WE LOVE YOU, YOU BASTARD /
Salaud, on t'aime


North American Premiere • Dramatic comedy • France, 2014

DCP • 2.35 • Dolby Digital • Color • 124 min

 

Directed by: Claude Lelouch

Written by: Claude Lelouch           , Valérie Perrin

Cinematography: Claude Lelouch

Film Editing: Stéphane Mazalaigue

Original Score: Francis Lai et Christian Gaubert

Produced by: Claude Lelouch (Les Films 13)

Coproduced by: Rhône-Alpes Cinéma

Cast: Johnny Hallyday (Jacques Kaminsky), Sandrine Bonnaire (Nathalie Béranger), Eddy Mitchell (Frédéric Selman), Agnès Soral (Bianca Kaminsky), Irène Jacob (Printemps Kaminsky), Pauline Lefèvre (Eté Kaminsky), Sarah Kazemy (Automne Kaminsky), Jenna Thiam (Hiver Kaminsky)

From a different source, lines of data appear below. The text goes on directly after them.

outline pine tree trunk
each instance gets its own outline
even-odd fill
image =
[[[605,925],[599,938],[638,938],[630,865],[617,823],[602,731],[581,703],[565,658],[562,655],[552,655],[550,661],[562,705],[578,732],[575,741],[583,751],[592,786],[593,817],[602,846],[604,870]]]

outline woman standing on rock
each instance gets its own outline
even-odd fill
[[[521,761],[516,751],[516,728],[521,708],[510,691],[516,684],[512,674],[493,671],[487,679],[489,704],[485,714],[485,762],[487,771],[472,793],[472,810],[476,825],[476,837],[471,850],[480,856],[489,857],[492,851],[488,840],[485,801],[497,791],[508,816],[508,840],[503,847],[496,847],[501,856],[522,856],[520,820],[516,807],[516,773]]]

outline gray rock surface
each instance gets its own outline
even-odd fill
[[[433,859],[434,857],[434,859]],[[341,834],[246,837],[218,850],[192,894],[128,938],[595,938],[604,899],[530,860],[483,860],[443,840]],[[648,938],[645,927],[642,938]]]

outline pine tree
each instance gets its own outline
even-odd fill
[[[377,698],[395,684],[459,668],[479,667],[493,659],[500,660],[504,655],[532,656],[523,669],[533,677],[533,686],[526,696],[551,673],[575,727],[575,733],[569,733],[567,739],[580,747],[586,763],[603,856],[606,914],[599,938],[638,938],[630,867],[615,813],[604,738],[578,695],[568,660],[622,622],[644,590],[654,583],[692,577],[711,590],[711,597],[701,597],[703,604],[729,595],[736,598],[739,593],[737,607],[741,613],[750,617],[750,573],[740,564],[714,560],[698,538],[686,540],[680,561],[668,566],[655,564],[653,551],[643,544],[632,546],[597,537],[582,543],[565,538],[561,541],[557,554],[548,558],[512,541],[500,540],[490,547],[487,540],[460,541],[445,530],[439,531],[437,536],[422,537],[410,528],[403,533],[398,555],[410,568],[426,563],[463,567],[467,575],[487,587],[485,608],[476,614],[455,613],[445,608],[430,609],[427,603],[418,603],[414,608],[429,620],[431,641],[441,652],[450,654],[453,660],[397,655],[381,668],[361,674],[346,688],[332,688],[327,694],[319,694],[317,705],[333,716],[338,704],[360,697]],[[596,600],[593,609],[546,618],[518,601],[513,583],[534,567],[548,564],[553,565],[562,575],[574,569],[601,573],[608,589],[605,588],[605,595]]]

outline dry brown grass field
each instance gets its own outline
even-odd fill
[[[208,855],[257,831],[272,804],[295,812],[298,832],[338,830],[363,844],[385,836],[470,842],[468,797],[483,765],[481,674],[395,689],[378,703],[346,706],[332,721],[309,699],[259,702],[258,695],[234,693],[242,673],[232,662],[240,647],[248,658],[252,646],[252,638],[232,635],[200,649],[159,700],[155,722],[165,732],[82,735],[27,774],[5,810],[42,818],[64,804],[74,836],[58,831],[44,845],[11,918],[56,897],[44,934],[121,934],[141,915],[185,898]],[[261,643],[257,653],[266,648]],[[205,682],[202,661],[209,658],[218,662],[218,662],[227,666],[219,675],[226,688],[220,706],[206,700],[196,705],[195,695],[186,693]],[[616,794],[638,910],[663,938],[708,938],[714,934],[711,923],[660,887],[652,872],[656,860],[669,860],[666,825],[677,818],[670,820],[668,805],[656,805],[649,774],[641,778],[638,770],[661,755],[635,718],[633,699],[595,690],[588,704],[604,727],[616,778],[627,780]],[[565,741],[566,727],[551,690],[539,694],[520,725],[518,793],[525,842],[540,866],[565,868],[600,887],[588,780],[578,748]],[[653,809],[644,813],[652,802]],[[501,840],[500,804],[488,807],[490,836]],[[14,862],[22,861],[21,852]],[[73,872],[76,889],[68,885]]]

International Sales: Les Films 26

 

French rock icon Johnny Hallyday plays Jacques, a retired war photographer attempting to live a peaceful life in the Alps. With a new girlfriend, Nathalie, he appears content, but his old friend Frédéric, played by another singing idol, Eddy Mitchell, knows better. There is a little matter of four daughters, each one from a different conquest, each one estranged from him, and each leaving their shadow on Jacques’ emotional life. Realizing that reconciliation is the thing Jacques craves most, Frédéric, a doctor, concocts a little lie to convince the daughters to visit their absentee father. Well, not so little. In fact, it’s a really big lie, and as the family gathers, as accounts are settled through tears and laughter, the lie gets harder and harder to retract. The luminous lineup of female stars includes a radiant Sandrine Bonnaire.

 

Living legend, writer/director Claude Lelouch said that this film is about a man arriving at the point of his life where he has a new appreciation for things, because he is experiencing them for the last time, strong words for a man who, after forty-four films, has experienced a great deal. Starting out as a film journalist, Lelouch scored a worldwide hit with A Man and a Woman (1966), which not only won the Palme d’Or, and Oscars for Best Screenplay (shared with Pierre Uytterhoeven) and Best Foreign Film, but also became an iconic soundtrack of the sixties. Although he was now the most famous filmmaker of a generation, he was also self-taught, and his earnest, sentimental films left the serious critics of Cahiers du cinéma scratching their collective heads. Audiences didn’t mind, nor did Lelouch, as he notched such hits as Les Misérables (1995), a re-interpretation set in Nazi-occupied France, and the more recent thriller Roman de gare (COLCOA 2008). With a new film already in the works, Claude Lelouch shows no sign that audiences will be experiencing his work for the last time, anytime soon.